We are running low on resources for backups- retention had to be reduced from 3 to 2 months to make sure we didn't run out of space.
backup[12]008 and backup[12]009 were recently purchased and setup, migrate the production backups to 9, alongside the director, and the database backups to 8. This will allow us to increase the retnention back to 3 months, and potentially increase the database backups coverage (longer retention, more frequency of backups, long retention of snapshots, etc., TBD by DBA team) as the older host (backup[12]001 will be free for extra uses).
At the same time that the hardware maintenance is happening, we want to increase redundancy and reliability of backups across datacenters. While right now backups are redundantly copyied to backup1001, we still have a single director- and while it is trivial in theory to setup an additional one if the existing one fails, it would be 1) easier to be already active 2) more transparent to be able to create independent copies and recoveries without the original one failing. This model was tested successfully when database backups were setup and we want to extend it to all other backups.

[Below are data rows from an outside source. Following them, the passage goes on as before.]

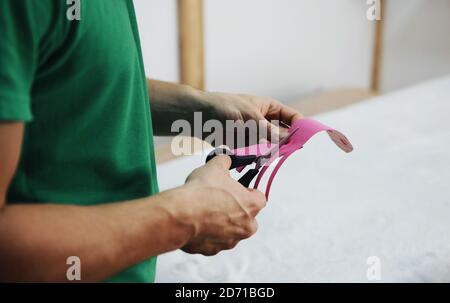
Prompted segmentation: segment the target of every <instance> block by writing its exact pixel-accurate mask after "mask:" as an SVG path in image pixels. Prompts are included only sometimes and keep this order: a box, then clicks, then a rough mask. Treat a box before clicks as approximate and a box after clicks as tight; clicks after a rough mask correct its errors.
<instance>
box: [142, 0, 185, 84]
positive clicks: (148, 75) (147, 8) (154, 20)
mask: <svg viewBox="0 0 450 303" xmlns="http://www.w3.org/2000/svg"><path fill="white" fill-rule="evenodd" d="M176 2H177V1H176V0H134V6H135V9H136V15H137V19H138V24H139V32H140V36H141V44H142V51H143V56H144V64H145V71H146V73H147V75H148V76H150V77H152V78H157V79H160V80H166V81H178V29H177V5H176Z"/></svg>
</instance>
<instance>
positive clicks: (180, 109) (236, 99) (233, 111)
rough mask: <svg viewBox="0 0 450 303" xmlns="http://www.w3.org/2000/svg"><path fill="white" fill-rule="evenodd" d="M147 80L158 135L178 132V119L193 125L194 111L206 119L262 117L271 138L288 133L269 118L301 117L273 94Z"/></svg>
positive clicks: (294, 111)
mask: <svg viewBox="0 0 450 303" xmlns="http://www.w3.org/2000/svg"><path fill="white" fill-rule="evenodd" d="M147 84H148V89H149V93H150V102H151V106H152V113H153V115H152V119H153V122H154V128H153V129H154V132H155V134H156V135H157V136H173V135H175V134H173V133H171V131H170V128H171V125H172V123H173V122H174V121H176V120H178V119H183V120H187V121H189V122H190V123H191V125H193V118H194V114H193V113H194V112H202V114H203V121H206V120H209V119H216V120H219V121H221V122H224V121H226V120H234V121H236V120H241V121H249V120H255V121H262V122H263V123H265V126H266V127H267V131H268V136H269V139H271V138H278V135H279V136H280V137H284V136H286V135H287V134H288V132H287V128H285V127H277V126H274V125H273V124H271V123H270V121H272V120H278V121H282V122H284V123H285V124H288V125H290V124H291V122H292V121H293V120H297V119H301V118H302V115H301V114H300V113H299V112H298V111H296V110H294V109H292V108H290V107H289V106H286V105H284V104H282V103H281V102H279V101H277V100H275V99H273V98H270V97H260V96H252V95H243V94H225V93H214V92H205V91H201V90H198V89H194V88H192V87H190V86H187V85H181V84H175V83H169V82H163V81H158V80H152V79H149V80H148V81H147Z"/></svg>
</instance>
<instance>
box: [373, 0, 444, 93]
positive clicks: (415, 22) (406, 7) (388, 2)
mask: <svg viewBox="0 0 450 303" xmlns="http://www.w3.org/2000/svg"><path fill="white" fill-rule="evenodd" d="M385 39H386V40H385V51H384V60H383V73H382V87H383V89H384V90H385V91H390V90H394V89H397V88H400V87H404V86H409V85H411V84H413V83H417V82H421V81H424V80H427V79H430V78H434V77H438V76H442V75H448V74H450V0H433V1H429V0H428V1H427V0H394V1H392V0H390V1H389V0H388V1H387V7H386V22H385Z"/></svg>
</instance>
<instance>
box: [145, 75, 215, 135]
mask: <svg viewBox="0 0 450 303" xmlns="http://www.w3.org/2000/svg"><path fill="white" fill-rule="evenodd" d="M147 84H148V89H149V93H150V103H151V108H152V114H153V115H152V119H153V125H154V127H153V130H154V133H155V135H157V136H170V135H174V134H173V133H172V132H171V130H170V128H171V126H172V123H173V122H174V121H176V120H179V119H183V120H187V121H189V122H190V123H193V121H192V120H193V117H194V115H193V112H195V111H198V112H202V113H203V114H205V115H209V114H212V113H211V111H213V108H214V107H213V106H211V105H210V104H208V99H207V98H204V95H205V94H206V93H205V92H202V91H200V90H196V89H194V88H192V87H190V86H187V85H182V84H175V83H170V82H163V81H158V80H152V79H148V81H147Z"/></svg>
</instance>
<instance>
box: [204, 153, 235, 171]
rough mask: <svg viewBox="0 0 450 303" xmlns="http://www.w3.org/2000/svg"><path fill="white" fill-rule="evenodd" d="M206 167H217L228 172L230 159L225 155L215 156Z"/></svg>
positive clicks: (212, 158) (230, 163) (208, 163)
mask: <svg viewBox="0 0 450 303" xmlns="http://www.w3.org/2000/svg"><path fill="white" fill-rule="evenodd" d="M206 165H210V166H217V167H220V168H222V169H225V170H229V169H230V167H231V158H230V157H229V156H227V155H220V156H215V157H214V158H212V159H211V160H210V161H209V162H208V163H207V164H206Z"/></svg>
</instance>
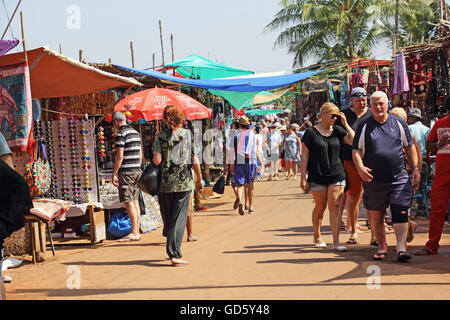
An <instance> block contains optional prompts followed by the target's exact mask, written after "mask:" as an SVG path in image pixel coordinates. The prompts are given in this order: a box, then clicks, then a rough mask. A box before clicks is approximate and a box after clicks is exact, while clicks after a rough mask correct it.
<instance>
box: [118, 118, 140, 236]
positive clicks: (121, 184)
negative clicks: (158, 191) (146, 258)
mask: <svg viewBox="0 0 450 320" xmlns="http://www.w3.org/2000/svg"><path fill="white" fill-rule="evenodd" d="M112 120H113V124H114V127H115V128H116V129H118V132H117V136H116V141H115V146H116V158H115V161H114V173H113V178H112V179H113V184H114V185H115V186H117V187H119V199H120V202H123V203H124V204H125V208H126V209H127V212H128V216H129V217H130V221H131V233H130V234H129V235H128V236H126V237H125V238H123V239H121V240H119V241H139V240H141V235H140V232H139V226H140V214H139V212H140V209H139V201H138V199H139V189H138V187H137V182H138V180H139V178H140V177H141V174H142V171H141V164H142V146H141V136H140V135H139V133H138V132H137V131H136V130H134V129H133V128H132V127H131V126H130V125H128V124H127V119H126V117H125V115H124V114H123V113H122V112H115V113H114V115H113V118H112Z"/></svg>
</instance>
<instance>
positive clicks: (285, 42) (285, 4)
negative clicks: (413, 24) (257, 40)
mask: <svg viewBox="0 0 450 320" xmlns="http://www.w3.org/2000/svg"><path fill="white" fill-rule="evenodd" d="M380 2H385V1H380V0H378V1H377V0H340V1H338V0H282V1H281V6H282V7H283V8H282V9H281V10H280V11H279V12H278V13H277V14H276V16H275V18H274V19H273V21H272V22H270V23H269V24H268V25H267V26H266V29H267V30H277V29H281V28H284V30H283V31H282V32H281V33H280V35H279V36H278V38H277V40H276V42H275V46H286V47H288V50H289V52H290V53H294V54H295V58H294V66H302V65H303V63H304V62H305V60H306V59H307V58H313V59H314V60H315V62H317V63H322V62H327V61H333V60H353V59H354V58H355V57H362V56H367V55H369V54H370V51H371V49H372V47H373V45H374V44H375V43H376V42H377V41H378V40H380V39H382V38H383V37H385V36H386V35H385V33H383V30H381V28H380V27H379V26H378V25H377V24H373V23H372V25H371V26H370V23H369V22H370V20H371V19H373V14H371V13H370V10H369V8H373V7H376V6H377V5H381V4H380ZM379 11H380V10H378V12H379Z"/></svg>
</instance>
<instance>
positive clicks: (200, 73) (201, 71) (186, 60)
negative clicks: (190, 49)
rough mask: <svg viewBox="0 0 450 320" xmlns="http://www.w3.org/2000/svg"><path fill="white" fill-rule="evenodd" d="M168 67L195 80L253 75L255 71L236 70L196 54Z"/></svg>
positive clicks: (177, 62)
mask: <svg viewBox="0 0 450 320" xmlns="http://www.w3.org/2000/svg"><path fill="white" fill-rule="evenodd" d="M167 66H168V67H172V68H176V69H177V72H179V73H180V74H181V75H182V76H184V77H186V78H193V79H203V80H208V79H218V78H228V77H234V76H242V75H247V74H253V73H254V72H253V71H248V70H242V69H236V68H232V67H229V66H227V65H225V64H223V63H217V62H214V61H212V60H209V59H206V58H203V57H200V56H198V55H196V54H191V55H190V56H188V57H186V58H184V59H182V60H179V61H176V62H173V63H170V64H168V65H167Z"/></svg>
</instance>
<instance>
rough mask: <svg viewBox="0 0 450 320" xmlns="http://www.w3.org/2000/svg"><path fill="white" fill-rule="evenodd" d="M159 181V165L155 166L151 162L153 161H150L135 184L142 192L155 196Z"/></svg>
mask: <svg viewBox="0 0 450 320" xmlns="http://www.w3.org/2000/svg"><path fill="white" fill-rule="evenodd" d="M160 181H161V172H160V169H159V166H155V165H154V164H153V161H150V163H149V164H148V166H147V167H146V168H145V170H144V172H143V173H142V175H141V177H140V178H139V180H138V183H137V186H138V188H139V189H140V190H141V191H142V192H145V193H147V194H149V195H152V196H156V195H157V194H158V191H159V184H160Z"/></svg>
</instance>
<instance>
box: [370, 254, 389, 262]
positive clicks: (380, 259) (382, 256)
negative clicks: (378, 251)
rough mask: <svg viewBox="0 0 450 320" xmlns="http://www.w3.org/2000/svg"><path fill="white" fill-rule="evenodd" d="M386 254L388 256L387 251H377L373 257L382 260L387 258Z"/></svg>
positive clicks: (377, 259)
mask: <svg viewBox="0 0 450 320" xmlns="http://www.w3.org/2000/svg"><path fill="white" fill-rule="evenodd" d="M386 256H387V252H377V253H375V255H374V256H373V257H372V259H373V260H379V261H382V260H384V259H386Z"/></svg>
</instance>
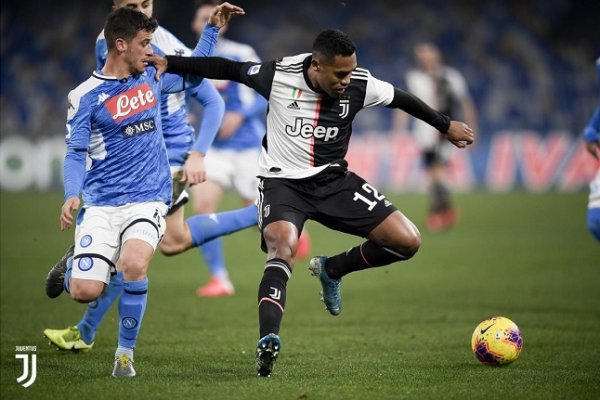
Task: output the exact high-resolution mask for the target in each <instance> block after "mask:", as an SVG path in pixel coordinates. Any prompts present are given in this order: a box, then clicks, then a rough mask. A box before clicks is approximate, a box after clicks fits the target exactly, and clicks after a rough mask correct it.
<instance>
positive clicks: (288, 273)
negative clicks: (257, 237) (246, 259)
mask: <svg viewBox="0 0 600 400" xmlns="http://www.w3.org/2000/svg"><path fill="white" fill-rule="evenodd" d="M291 275H292V272H291V268H290V266H289V265H288V263H287V262H285V261H284V260H282V259H280V258H273V259H271V260H269V261H267V264H266V265H265V271H264V273H263V278H262V280H261V281H260V285H259V286H258V323H259V326H260V337H261V338H262V337H263V336H265V335H268V334H269V333H275V334H278V333H279V325H281V318H282V317H283V310H284V308H285V288H286V285H287V281H288V279H290V276H291Z"/></svg>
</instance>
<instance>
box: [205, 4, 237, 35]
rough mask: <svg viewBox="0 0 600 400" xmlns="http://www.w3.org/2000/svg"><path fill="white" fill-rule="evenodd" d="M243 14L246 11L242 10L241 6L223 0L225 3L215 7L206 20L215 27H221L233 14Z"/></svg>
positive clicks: (230, 18) (223, 25)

In order to make this change, we will have to setup a parallel full bacula stack on codfw, and test it is working before modifying the active eqiad one. We should also keep existing backedup files for the retention they expect to have- no existing backup should be deleted unless they are redundant or expired (>2-3 months).
Additionally, we may or may not need an extra active codfw database for bacula on codfw (for mysql redundancy, too).